The JCB Song is a love song, from a child to a parent. The lyrics tell a simple story. Young Luke is bullied at school for his disabilities. His dad defends him, and picks him up from school each day in his work tractor, and cheers him up with stories and tales. And decades later, the adult Luke still fondly remembers how much safer he felt when his dad was around. “I’m 5 years old and my dad’s a giant sitting beside me singing…”
And really, what the song does is show the difference of perspective. A few years ago we were on the way home from Troon on a visit to see Duncan Lunan and I got this revelation. There I was, doing my best not to convey social anxiety while I counted the change in my pocket and waited for a train to show up on time. Sarah on the other hand was dancing on the platform next to me, a ball of excitement, not a worry in her head. And then my mind went back to numerous day trips with mum and dad, and me acting like a wee loon, and I realised: for them, these day trips were a military precision anxiety nightmare. For me, it was a cool day out. Now I’m the one taking care of someone else’s cool day out. The generations have a distinct perspective. I see a trip to the local shops as a place to get necessities, Sarah sees them as a magical adventure where she can twirl and persuade her auld dad to buy chocolate! And so on.
This is prevalent in The JCB Song too. The dad picks up the kid each day as part of a routine, after a full day's work.

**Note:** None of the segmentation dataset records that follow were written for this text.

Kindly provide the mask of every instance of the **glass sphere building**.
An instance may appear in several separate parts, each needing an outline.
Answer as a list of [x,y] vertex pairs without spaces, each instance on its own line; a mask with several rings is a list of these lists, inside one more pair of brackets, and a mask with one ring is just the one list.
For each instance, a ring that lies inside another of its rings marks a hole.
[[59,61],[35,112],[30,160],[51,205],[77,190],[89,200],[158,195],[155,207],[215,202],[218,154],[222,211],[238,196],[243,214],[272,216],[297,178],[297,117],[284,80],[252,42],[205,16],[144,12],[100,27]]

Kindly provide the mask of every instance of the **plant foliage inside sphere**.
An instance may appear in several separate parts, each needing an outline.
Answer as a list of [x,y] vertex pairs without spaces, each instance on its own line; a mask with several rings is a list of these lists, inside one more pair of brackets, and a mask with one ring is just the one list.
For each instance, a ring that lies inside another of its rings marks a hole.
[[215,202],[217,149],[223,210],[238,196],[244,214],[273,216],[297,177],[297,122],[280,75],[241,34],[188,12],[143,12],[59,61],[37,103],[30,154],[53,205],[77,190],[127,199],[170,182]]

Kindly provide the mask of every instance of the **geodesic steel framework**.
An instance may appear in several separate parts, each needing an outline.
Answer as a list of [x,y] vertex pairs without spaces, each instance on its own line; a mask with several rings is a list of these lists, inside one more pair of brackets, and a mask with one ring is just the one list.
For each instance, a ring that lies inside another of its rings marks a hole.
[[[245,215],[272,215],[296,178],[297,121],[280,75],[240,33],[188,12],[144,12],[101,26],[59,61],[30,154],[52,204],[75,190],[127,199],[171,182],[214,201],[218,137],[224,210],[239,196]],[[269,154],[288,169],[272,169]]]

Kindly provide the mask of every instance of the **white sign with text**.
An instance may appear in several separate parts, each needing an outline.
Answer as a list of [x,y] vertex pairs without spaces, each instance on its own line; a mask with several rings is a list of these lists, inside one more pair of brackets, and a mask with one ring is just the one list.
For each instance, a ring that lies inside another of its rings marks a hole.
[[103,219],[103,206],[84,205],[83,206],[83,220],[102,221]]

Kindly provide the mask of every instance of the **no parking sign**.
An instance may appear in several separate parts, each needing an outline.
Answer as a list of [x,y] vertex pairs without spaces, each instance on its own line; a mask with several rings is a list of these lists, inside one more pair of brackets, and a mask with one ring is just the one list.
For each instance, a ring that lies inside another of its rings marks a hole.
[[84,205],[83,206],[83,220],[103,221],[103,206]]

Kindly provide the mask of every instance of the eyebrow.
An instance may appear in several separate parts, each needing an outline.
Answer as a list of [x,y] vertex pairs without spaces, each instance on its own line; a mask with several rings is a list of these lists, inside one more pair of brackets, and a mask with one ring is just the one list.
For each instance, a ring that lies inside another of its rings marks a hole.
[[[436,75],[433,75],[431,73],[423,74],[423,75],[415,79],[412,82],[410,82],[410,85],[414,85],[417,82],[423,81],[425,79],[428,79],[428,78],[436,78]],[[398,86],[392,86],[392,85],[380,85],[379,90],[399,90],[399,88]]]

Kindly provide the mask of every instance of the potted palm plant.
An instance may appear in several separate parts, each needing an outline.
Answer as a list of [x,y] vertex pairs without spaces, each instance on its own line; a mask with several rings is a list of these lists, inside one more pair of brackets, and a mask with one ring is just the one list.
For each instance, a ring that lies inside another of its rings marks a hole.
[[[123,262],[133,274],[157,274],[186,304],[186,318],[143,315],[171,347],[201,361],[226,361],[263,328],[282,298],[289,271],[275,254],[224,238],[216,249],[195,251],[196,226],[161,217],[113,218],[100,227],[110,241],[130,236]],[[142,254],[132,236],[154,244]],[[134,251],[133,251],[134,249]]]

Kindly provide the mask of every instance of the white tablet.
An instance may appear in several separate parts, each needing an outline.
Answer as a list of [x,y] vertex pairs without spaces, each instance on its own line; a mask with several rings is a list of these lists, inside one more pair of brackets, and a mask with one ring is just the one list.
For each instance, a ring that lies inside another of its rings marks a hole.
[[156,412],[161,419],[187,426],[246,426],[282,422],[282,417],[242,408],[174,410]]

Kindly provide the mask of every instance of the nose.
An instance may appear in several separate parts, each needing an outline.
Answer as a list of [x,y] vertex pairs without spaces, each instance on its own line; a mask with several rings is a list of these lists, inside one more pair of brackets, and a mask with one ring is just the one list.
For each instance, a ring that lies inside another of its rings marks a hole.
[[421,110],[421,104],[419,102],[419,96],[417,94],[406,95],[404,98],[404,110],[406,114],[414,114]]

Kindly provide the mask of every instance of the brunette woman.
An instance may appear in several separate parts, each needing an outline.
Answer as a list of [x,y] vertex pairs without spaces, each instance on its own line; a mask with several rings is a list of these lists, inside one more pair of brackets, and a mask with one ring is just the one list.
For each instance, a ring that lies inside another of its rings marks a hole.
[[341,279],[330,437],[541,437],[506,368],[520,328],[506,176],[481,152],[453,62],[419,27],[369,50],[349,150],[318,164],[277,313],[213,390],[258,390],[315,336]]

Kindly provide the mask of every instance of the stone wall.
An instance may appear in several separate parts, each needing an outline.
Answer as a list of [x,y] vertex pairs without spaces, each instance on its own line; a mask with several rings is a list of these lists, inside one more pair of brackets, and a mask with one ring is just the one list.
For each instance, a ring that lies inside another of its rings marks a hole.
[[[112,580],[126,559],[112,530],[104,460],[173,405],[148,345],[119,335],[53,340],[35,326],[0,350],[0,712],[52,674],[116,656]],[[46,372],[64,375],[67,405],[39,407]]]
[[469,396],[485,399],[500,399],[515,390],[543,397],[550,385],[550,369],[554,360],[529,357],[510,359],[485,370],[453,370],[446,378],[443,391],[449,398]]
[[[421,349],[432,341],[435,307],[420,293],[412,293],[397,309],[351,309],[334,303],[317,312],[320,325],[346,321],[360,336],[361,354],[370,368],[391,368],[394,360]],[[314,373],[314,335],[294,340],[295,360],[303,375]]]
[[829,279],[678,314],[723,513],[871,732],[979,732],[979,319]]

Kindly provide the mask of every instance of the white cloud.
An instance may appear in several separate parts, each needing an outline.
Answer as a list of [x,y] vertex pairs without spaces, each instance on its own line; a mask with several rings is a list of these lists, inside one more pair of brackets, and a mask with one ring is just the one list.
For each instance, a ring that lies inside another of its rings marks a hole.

For the son, it’s the most important thing in his life. “My dad’s probably had a bloody hard day but he’s been good fun and bubblin and joking away” cuts through the listener, or it should. There’s your staple parent/child relationship. However many troubles we have in life – and fuck knows there’s shitloads in Brexit Britain – you put them to one side and be Silly Dad. Or Silly Mum. Or Silly Aunt/Uncle/Grandparent/Honorary Family Member/etc etc. There is NO alternative.
An anthem for the Silly Dads of the World, whose day-to-day normal routines are hopefully fondly remember long after they go grey and pass on out of this existence. Nizlopi might be a one hit wonder oft scorned, but damn if it doesn’t cut through you like a knife, maybe ask yourself why not.
Oh and the same time, listen to the Amateur Transplants version of this, the NHS Song, and ask why the country is still struggling through governmental own goals in the same areas of society twenty years later.